Signature providers for signing and verifying signatures with NSign. This library currently supports both asymmetric algorithms (using public-key cryptography) and symmetric algorithms (using HMAC). Signature providers typically implement both the ISigner and the IVerifier interfaces, but implementation can also be split into separate classes.

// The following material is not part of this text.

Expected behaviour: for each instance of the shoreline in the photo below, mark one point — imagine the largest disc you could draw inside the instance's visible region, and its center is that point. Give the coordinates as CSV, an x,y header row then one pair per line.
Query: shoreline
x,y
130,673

Asymmetric Signature Algorithms

Currently, the following asymmetrics signature algorithms are supported:

• ECDSA using curve P-256 DSS and SHA-256 (ecdsa-p256-sha256 in ¹), in class ECDsaP256Sha256SignatureProvider
• ECDSA using curve P-384 DSS and SHA-384 (ecdsa-p384-sha384 in ¹), in class ECDsaP382Sha384SignatureProvider
• RSASSA-PSS using SHA-512 (rsa-pss-sha512 in ¹) in class RsaPssSha512SignatureProvider
• RSASSA-PKCS1-v1_5 using SHA-256 (rsa-v1_5-sha256 in ¹) in class RsaPkcs15Sha256SignatureProvider

These signature providers can all be created by passing an instance of X509Certificate2 and having the provider extract the public key for signature verification from there. If the provider is to be used for signing, the certificate that is provided must have a private key too, otherwise signing will fail / an exception will be thrown. Naturally, the keys used in the certificate must match the key parameters/formats expected by the signature provider.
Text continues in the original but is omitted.